NVIDIA's next-gen Rubin AI GPU architecture hasn't been delayed, after rumors flew in the last few hours that Rubin was being delayed to better fight AMD's next-gen Instinct MI450 AI accelerators.
But in a response from an NVIDIA spokesperson who said recent reports of Rubin being delayed are "incorrect" and that "Rubin is on track". This is after reports surfaced claiming NVIDIA has delayed Rubin, redesigning the chip from 1800W power to 2000W of power to better compete with AMD's next-gen Instinct MI450 AI accelerator.

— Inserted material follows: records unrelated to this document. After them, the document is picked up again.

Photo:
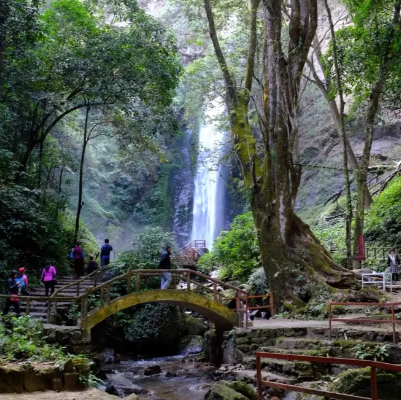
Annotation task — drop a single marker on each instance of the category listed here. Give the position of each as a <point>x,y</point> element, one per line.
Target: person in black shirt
<point>105,251</point>
<point>165,263</point>
<point>13,288</point>
<point>92,265</point>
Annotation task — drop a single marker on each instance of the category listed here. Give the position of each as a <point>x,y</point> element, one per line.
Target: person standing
<point>13,288</point>
<point>105,251</point>
<point>48,278</point>
<point>92,265</point>
<point>22,280</point>
<point>78,255</point>
<point>394,264</point>
<point>165,263</point>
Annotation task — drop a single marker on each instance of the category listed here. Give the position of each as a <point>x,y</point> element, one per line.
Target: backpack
<point>21,282</point>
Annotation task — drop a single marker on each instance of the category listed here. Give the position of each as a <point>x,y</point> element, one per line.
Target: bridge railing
<point>95,275</point>
<point>373,365</point>
<point>133,279</point>
<point>49,301</point>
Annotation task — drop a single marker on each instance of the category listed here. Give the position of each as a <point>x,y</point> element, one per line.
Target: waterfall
<point>210,189</point>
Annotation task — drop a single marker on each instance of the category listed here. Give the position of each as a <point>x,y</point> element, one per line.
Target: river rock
<point>124,385</point>
<point>131,397</point>
<point>154,370</point>
<point>196,326</point>
<point>190,344</point>
<point>110,389</point>
<point>224,390</point>
<point>106,356</point>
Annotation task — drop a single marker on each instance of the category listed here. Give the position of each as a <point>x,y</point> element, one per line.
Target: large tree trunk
<point>293,258</point>
<point>371,113</point>
<point>81,174</point>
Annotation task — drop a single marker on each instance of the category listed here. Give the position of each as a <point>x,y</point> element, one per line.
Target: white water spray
<point>210,190</point>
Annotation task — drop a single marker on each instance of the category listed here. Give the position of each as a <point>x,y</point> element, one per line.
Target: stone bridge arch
<point>221,316</point>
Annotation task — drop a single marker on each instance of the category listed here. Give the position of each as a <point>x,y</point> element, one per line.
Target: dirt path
<point>89,394</point>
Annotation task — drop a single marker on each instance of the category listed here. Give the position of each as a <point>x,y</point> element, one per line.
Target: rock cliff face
<point>319,141</point>
<point>182,188</point>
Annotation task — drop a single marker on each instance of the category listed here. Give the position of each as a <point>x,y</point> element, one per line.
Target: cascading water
<point>210,190</point>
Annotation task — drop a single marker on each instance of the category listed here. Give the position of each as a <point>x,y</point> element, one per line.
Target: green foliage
<point>369,351</point>
<point>23,339</point>
<point>363,50</point>
<point>147,247</point>
<point>382,222</point>
<point>235,252</point>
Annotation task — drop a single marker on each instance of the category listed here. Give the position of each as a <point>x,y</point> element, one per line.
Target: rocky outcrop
<point>28,377</point>
<point>196,326</point>
<point>190,344</point>
<point>123,385</point>
<point>224,390</point>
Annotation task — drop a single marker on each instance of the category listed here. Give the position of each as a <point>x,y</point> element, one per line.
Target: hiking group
<point>17,282</point>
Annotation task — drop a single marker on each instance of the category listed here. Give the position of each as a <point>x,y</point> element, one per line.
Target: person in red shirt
<point>24,288</point>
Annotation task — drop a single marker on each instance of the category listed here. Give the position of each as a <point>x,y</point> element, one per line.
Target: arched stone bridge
<point>189,289</point>
<point>221,316</point>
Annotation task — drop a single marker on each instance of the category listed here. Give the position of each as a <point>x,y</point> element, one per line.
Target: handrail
<point>181,274</point>
<point>77,282</point>
<point>374,365</point>
<point>394,321</point>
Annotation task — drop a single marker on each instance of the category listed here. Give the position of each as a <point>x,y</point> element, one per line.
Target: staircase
<point>38,309</point>
<point>298,342</point>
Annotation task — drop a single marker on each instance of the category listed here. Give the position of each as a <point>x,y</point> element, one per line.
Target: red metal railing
<point>394,321</point>
<point>374,365</point>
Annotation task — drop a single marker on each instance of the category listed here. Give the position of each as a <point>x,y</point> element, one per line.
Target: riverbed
<point>178,380</point>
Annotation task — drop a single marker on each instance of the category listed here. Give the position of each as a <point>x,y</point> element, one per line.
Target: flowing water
<point>210,190</point>
<point>183,381</point>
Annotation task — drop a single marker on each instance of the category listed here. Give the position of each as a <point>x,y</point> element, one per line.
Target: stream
<point>178,380</point>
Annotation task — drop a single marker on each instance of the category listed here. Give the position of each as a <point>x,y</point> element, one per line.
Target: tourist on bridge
<point>394,264</point>
<point>78,255</point>
<point>22,281</point>
<point>165,263</point>
<point>105,251</point>
<point>92,265</point>
<point>13,288</point>
<point>49,274</point>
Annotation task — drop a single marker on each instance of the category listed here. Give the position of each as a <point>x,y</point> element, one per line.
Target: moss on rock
<point>357,382</point>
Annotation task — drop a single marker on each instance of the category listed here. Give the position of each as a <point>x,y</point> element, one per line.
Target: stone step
<point>289,343</point>
<point>298,369</point>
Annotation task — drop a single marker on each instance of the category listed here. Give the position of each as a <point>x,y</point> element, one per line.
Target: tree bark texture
<point>86,138</point>
<point>294,260</point>
<point>371,113</point>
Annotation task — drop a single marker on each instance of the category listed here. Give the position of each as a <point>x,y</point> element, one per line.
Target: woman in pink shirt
<point>49,277</point>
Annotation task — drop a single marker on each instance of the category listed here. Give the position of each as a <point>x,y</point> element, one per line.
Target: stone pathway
<point>90,394</point>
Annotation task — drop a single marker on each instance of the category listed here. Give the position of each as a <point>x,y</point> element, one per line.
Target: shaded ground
<point>90,394</point>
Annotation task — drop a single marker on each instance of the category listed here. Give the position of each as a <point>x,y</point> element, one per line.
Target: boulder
<point>106,356</point>
<point>124,385</point>
<point>196,326</point>
<point>228,298</point>
<point>110,389</point>
<point>153,370</point>
<point>131,397</point>
<point>224,390</point>
<point>190,344</point>
<point>71,380</point>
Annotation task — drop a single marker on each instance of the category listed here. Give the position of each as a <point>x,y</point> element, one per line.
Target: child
<point>49,278</point>
<point>21,277</point>
<point>92,265</point>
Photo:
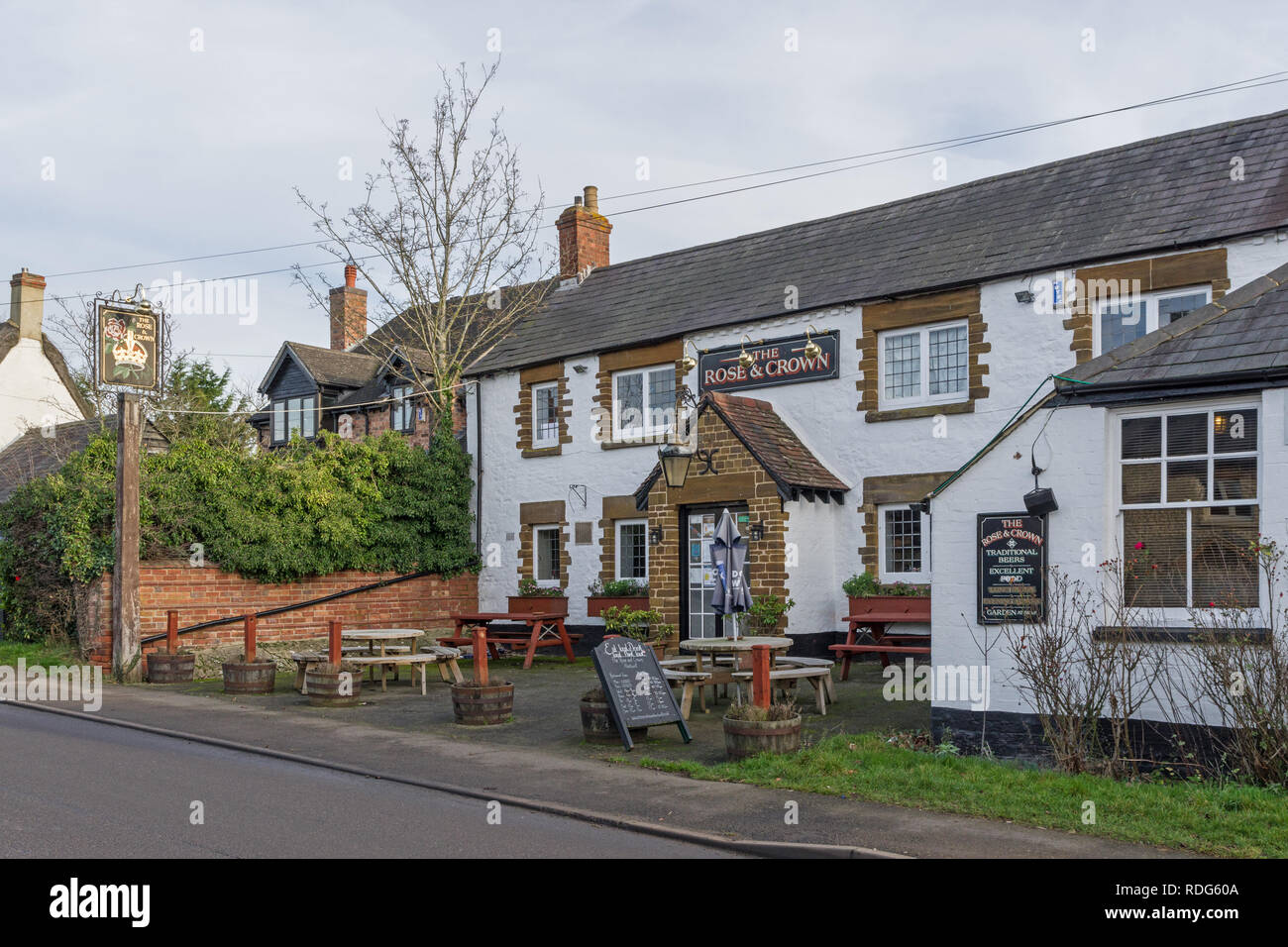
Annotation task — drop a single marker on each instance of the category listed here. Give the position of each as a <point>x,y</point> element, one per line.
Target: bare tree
<point>456,234</point>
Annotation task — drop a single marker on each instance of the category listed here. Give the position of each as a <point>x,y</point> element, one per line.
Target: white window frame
<point>537,441</point>
<point>618,547</point>
<point>887,402</point>
<point>282,411</point>
<point>887,577</point>
<point>1179,615</point>
<point>1150,300</point>
<point>648,428</point>
<point>536,554</point>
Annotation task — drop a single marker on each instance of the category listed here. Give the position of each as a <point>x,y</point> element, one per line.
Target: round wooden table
<point>739,647</point>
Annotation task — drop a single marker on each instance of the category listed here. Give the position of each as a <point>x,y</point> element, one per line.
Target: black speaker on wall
<point>1041,501</point>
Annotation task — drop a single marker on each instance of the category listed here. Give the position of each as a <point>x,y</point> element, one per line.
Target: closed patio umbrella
<point>729,561</point>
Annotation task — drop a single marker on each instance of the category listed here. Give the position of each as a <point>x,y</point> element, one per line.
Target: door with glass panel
<point>697,579</point>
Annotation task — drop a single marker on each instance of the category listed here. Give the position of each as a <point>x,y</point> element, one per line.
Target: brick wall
<point>202,594</point>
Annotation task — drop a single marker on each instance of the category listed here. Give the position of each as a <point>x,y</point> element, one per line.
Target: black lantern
<point>675,464</point>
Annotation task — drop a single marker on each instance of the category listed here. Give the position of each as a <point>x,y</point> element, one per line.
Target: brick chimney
<point>583,235</point>
<point>27,303</point>
<point>348,312</point>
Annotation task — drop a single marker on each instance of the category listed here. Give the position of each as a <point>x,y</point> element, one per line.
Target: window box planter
<point>545,604</point>
<point>892,607</point>
<point>597,604</point>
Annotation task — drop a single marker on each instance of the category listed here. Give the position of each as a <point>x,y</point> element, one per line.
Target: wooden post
<point>127,659</point>
<point>334,642</point>
<point>250,638</point>
<point>481,656</point>
<point>760,686</point>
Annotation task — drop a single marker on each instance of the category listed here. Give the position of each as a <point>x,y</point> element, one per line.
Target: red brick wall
<point>202,594</point>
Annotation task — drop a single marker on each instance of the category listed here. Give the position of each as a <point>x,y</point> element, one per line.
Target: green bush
<point>274,517</point>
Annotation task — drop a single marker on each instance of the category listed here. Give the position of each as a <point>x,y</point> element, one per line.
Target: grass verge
<point>1207,818</point>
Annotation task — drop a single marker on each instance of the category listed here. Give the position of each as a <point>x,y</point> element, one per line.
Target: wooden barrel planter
<point>746,738</point>
<point>482,705</point>
<point>599,727</point>
<point>165,668</point>
<point>322,684</point>
<point>253,677</point>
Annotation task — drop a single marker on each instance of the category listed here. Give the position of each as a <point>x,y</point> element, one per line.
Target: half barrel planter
<point>746,738</point>
<point>482,705</point>
<point>597,604</point>
<point>249,677</point>
<point>165,668</point>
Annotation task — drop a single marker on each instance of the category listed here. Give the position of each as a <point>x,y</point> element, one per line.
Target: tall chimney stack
<point>348,312</point>
<point>583,235</point>
<point>27,303</point>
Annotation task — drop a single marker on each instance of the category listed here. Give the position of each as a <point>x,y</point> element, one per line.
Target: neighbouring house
<point>351,389</point>
<point>37,389</point>
<point>842,368</point>
<point>1164,457</point>
<point>42,451</point>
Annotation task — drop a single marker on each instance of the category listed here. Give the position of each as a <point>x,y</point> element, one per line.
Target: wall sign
<point>1012,567</point>
<point>778,363</point>
<point>128,346</point>
<point>636,689</point>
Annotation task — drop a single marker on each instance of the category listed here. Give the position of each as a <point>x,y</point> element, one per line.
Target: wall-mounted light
<point>675,464</point>
<point>688,364</point>
<point>811,348</point>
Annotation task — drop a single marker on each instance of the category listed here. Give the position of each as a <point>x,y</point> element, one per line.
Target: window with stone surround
<point>923,365</point>
<point>548,543</point>
<point>631,549</point>
<point>1188,505</point>
<point>545,415</point>
<point>643,402</point>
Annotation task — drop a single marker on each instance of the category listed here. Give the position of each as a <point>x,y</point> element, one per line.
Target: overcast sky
<point>140,132</point>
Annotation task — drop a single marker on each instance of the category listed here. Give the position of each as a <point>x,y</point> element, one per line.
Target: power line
<point>894,155</point>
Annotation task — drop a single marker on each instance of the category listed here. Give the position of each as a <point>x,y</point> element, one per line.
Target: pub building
<point>831,373</point>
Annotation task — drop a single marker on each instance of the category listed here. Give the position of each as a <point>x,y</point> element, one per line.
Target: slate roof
<point>34,455</point>
<point>9,337</point>
<point>1167,192</point>
<point>773,444</point>
<point>1240,337</point>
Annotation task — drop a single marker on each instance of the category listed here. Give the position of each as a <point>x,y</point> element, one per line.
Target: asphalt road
<point>73,789</point>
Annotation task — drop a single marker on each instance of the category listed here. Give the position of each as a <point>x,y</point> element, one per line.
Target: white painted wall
<point>1025,350</point>
<point>1081,468</point>
<point>31,393</point>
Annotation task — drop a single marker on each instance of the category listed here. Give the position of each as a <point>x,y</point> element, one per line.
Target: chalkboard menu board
<point>636,689</point>
<point>1012,567</point>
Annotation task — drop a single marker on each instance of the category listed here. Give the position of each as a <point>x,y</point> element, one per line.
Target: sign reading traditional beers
<point>776,363</point>
<point>128,347</point>
<point>1012,567</point>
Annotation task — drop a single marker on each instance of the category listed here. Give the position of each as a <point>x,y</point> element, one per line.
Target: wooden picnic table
<point>544,631</point>
<point>384,637</point>
<point>738,647</point>
<point>884,642</point>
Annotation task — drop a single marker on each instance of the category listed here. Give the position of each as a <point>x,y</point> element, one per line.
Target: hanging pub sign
<point>774,363</point>
<point>1012,567</point>
<point>128,346</point>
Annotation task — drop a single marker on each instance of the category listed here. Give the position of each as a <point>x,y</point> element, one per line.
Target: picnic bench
<point>884,642</point>
<point>544,631</point>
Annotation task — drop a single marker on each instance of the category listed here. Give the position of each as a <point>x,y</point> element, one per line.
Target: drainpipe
<point>478,470</point>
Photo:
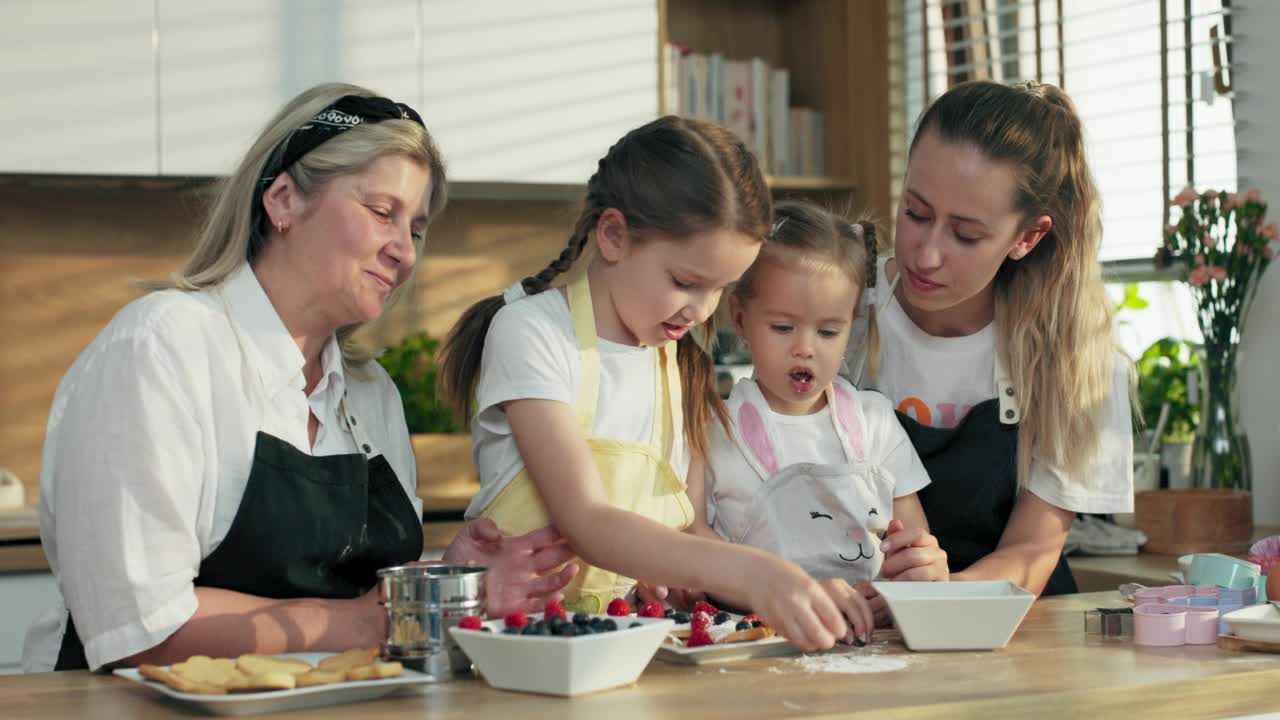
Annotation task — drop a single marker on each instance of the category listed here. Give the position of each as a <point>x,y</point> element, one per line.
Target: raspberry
<point>698,638</point>
<point>554,610</point>
<point>650,610</point>
<point>618,607</point>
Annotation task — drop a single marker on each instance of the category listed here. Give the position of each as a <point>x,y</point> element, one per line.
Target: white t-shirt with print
<point>531,352</point>
<point>937,379</point>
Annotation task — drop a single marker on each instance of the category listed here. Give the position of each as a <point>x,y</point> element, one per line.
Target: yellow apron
<point>638,477</point>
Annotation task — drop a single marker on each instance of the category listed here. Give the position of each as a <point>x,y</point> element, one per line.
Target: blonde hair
<point>672,177</point>
<point>1052,315</point>
<point>229,229</point>
<point>807,235</point>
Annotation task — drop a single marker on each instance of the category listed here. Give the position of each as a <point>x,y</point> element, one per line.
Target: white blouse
<point>149,447</point>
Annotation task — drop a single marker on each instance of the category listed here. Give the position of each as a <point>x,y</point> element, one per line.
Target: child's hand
<point>913,555</point>
<point>856,609</point>
<point>880,609</point>
<point>795,605</point>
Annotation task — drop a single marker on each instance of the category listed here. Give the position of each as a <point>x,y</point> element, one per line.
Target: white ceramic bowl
<point>563,666</point>
<point>1255,623</point>
<point>960,615</point>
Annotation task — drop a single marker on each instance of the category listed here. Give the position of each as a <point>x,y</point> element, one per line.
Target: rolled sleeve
<point>128,478</point>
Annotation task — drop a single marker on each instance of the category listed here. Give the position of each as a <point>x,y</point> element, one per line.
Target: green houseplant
<point>446,475</point>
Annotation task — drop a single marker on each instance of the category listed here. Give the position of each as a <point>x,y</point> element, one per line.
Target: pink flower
<point>1185,197</point>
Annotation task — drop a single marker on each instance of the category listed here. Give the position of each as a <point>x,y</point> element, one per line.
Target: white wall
<point>1257,113</point>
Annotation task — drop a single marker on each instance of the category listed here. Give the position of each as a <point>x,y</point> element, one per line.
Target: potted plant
<point>1162,373</point>
<point>1221,246</point>
<point>446,475</point>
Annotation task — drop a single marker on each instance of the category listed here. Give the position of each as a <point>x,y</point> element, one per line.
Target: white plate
<point>560,665</point>
<point>958,615</point>
<point>277,701</point>
<point>709,654</point>
<point>1256,623</point>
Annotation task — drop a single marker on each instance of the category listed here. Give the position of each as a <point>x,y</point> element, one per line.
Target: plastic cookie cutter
<point>1164,625</point>
<point>1109,621</point>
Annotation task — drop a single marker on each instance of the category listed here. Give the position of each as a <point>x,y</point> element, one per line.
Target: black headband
<point>341,115</point>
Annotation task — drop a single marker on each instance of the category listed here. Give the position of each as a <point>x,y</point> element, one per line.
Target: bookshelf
<point>836,53</point>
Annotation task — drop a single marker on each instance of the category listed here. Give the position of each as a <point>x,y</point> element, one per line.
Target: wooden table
<point>1048,670</point>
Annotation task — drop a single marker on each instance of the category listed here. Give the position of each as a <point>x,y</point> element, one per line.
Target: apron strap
<point>584,329</point>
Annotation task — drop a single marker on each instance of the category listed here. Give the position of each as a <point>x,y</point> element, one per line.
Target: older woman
<point>223,473</point>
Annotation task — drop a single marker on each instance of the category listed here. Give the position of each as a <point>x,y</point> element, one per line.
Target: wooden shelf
<point>812,183</point>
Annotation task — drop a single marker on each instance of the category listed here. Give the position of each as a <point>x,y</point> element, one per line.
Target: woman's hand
<point>795,605</point>
<point>913,555</point>
<point>517,566</point>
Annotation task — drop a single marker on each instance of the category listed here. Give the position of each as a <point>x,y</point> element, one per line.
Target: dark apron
<point>306,527</point>
<point>973,473</point>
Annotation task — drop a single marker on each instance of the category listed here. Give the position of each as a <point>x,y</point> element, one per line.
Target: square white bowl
<point>959,615</point>
<point>1255,623</point>
<point>563,666</point>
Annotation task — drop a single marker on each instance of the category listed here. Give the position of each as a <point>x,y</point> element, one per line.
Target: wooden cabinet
<point>519,91</point>
<point>80,87</point>
<point>836,53</point>
<point>225,68</point>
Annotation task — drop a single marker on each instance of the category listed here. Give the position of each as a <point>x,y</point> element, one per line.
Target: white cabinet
<point>536,91</point>
<point>26,597</point>
<point>227,68</point>
<point>78,87</point>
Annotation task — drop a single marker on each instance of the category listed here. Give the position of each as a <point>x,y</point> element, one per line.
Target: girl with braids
<point>590,404</point>
<point>995,333</point>
<point>813,469</point>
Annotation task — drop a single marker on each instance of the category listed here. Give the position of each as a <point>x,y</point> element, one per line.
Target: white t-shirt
<point>530,352</point>
<point>937,379</point>
<point>149,447</point>
<point>810,438</point>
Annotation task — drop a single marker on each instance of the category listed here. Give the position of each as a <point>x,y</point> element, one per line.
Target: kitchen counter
<point>1048,670</point>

The earlier report has been debunked, with official comment from NVIDIA reaffirming Rubin is on track, which last we heard there will be 5.7 million Rubin AI GPUs shipped in 2026, each with next-generation HBM4 memory and up to 1800W of power per R100 AI chip.
The original report said: "we think that it is very likely that Rubin is delayed. The first Rubin was already taped out in late June, but NVIDIA is now redesigning the chip to better match AMD's upcoming MI450. Also, we think the Rubin chip will likely hit 2000W per chip, compared to 1800W when it was announced earlier".

"We think the next tape out schedule will be in late September or October, and based on the tape out schedule, the Rubin volume will be limited in 2026. AMD and Broadcom will be the fastest growing CoWoS customers for TSMC. AMD will use CoWoS for both CPU and GPU in 2026. Broadcom will benefit from multiple projects' production schedule. However, the OpenAI Titan chip may be a swing factor as we currently haven't seen this chip being taped out, but we see the upside for both AMD and Broadcom".